Technological and sensory characteristics of sweet biscuits with the addition of tocosh flour (Solarium tuberosum) and tarwi flour (Lupinus mutabilis)
DOI:
https://doi.org/10.17268/agroind.sci.2023.02.06Keywords:
protein, substitution, total dietary fiber, technological, biscuitsAbstract
The objective of this study was to determine the technological and sensory characteristics of sweet biscuits with the addition of tocosh flour and tarwi flour.
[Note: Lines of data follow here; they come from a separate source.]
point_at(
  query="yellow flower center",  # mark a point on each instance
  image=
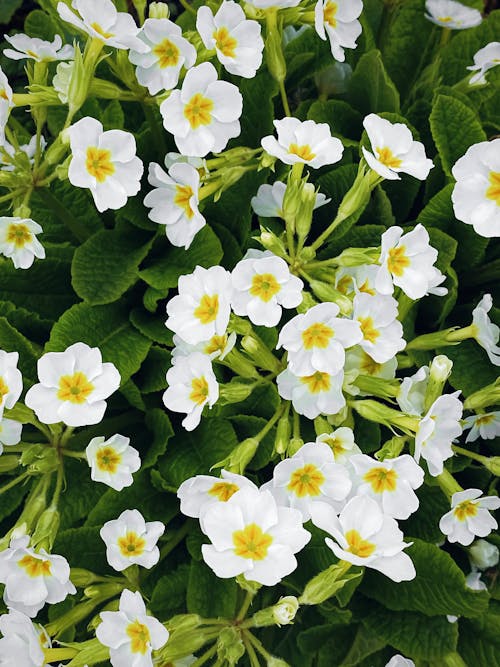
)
(74, 388)
(251, 542)
(198, 111)
(99, 163)
(167, 53)
(225, 42)
(264, 286)
(139, 637)
(306, 481)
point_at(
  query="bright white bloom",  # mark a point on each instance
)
(130, 540)
(406, 261)
(38, 49)
(112, 461)
(253, 536)
(174, 202)
(309, 476)
(202, 307)
(18, 241)
(204, 114)
(469, 516)
(394, 150)
(476, 195)
(73, 386)
(262, 286)
(237, 42)
(437, 430)
(191, 386)
(452, 15)
(316, 340)
(168, 51)
(312, 395)
(130, 633)
(339, 21)
(268, 202)
(33, 578)
(101, 20)
(104, 162)
(196, 493)
(304, 142)
(390, 483)
(485, 426)
(484, 59)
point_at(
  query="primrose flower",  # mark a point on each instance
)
(130, 632)
(394, 150)
(18, 241)
(104, 162)
(204, 114)
(237, 42)
(339, 22)
(304, 142)
(73, 386)
(253, 536)
(112, 461)
(365, 536)
(174, 202)
(469, 516)
(168, 52)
For which a rotational compound central design (DCCR) 22 was used, giving a total of 11 formulations (4 factorial, 4 axial and 3 central points) where the independent variables were X1 = Tocosh flour and X2 = Tarwi flour with additions of X1 from 2% to 8% and X2 from 2% to 6% replacing the percentage of wheat flour in the base formulation. The results show that the F5 (2% X1 and 4% X2) is the one that presented the highest value in its sensory evaluation. Likewise, it presented a higher percentage of protein (8.48%) in relation to the biscuit without substitution (8.25%). The best formulation was determined by multiple response optimization (desirability), obtaining an optimal sponge cake with 3.22% X1 and 4.55% X2 replacement of wheat flour, resulting in a sponge cake with moisture (23.99 ± 0.16%), protein (8.65 ± 0.18%), fat (6.42 ± 0.70%), ashes (0.51 ± 0.08%), total dietary fiber (6.30 ± 1.70%) and carbohydrates (54.80 ± 1.44%).